HN Theater @HNTheaterMonth

The best talks and videos of Hacker News.

Hacker News Comments on
2017 ACM PPoPP Keynote: It's Time for a New Old Language

Guy Steele · Youtube · 3 HN comments
HN Theater has aggregated all Hacker News stories and comments that mention Guy Steele's video "2017 ACM PPoPP Keynote: It's Time for a New Old Language".
Youtube Summary
Keynote address (sound plus slides) of a keynote talk given by Guy Steele on Monday, February 6, 2017, at the 22nd ACM SIGPLAN Symposium on Principles and Practice of Parallel Programming. It surveys the history and current status of computer science metanotation.
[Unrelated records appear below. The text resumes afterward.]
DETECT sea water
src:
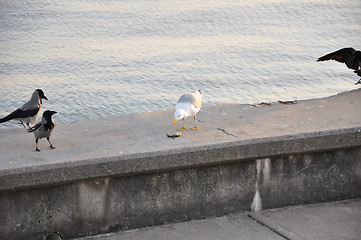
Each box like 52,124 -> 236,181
0,0 -> 361,128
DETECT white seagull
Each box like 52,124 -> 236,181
0,89 -> 48,129
173,89 -> 202,131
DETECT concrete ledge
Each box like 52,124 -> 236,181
0,127 -> 361,191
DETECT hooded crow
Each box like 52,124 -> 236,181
28,110 -> 56,152
0,89 -> 48,129
173,89 -> 202,131
317,48 -> 361,84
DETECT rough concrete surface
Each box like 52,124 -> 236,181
0,89 -> 361,189
73,199 -> 361,240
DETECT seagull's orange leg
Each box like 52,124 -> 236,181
191,115 -> 198,130
178,118 -> 187,131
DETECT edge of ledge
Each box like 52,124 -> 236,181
0,126 -> 361,192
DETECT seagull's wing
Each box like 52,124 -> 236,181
317,48 -> 357,70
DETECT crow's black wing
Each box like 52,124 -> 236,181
317,48 -> 357,70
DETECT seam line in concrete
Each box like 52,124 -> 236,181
247,214 -> 292,240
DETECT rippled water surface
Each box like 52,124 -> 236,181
0,0 -> 361,128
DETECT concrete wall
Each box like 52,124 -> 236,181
0,126 -> 361,239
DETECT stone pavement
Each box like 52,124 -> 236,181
77,199 -> 361,240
A shorter version of this talk was given at Harvard University on April 19, 2017, as part of the Celebration of Computer Science at Harvard in honor of Harry Lewis. https://youtu.be/8fCfkGFF7X8?t=37m46s
HN Theater Rankings

Hacker News Stories and Comments

All the comments and stories posted to Hacker News that reference this video.
Or ideas in general, should we ever gate keep the dissemination of ideas and knowledge? Innovation is more likely to occur when people cross disciplines and they can only do that if it is approachable, it is gradual and discoverable. Simple is hard, simplistic is easy. Someone is going to come back with essential vs accidental complexity [1] but we can always strive for simpler, more cohesive ways to exchange knowledge. How much of our current notation systems are essential? And when do they diverge for non-essential reasons? Computer systems form primarily around notation (language and syntax), so notation is definitely important [z]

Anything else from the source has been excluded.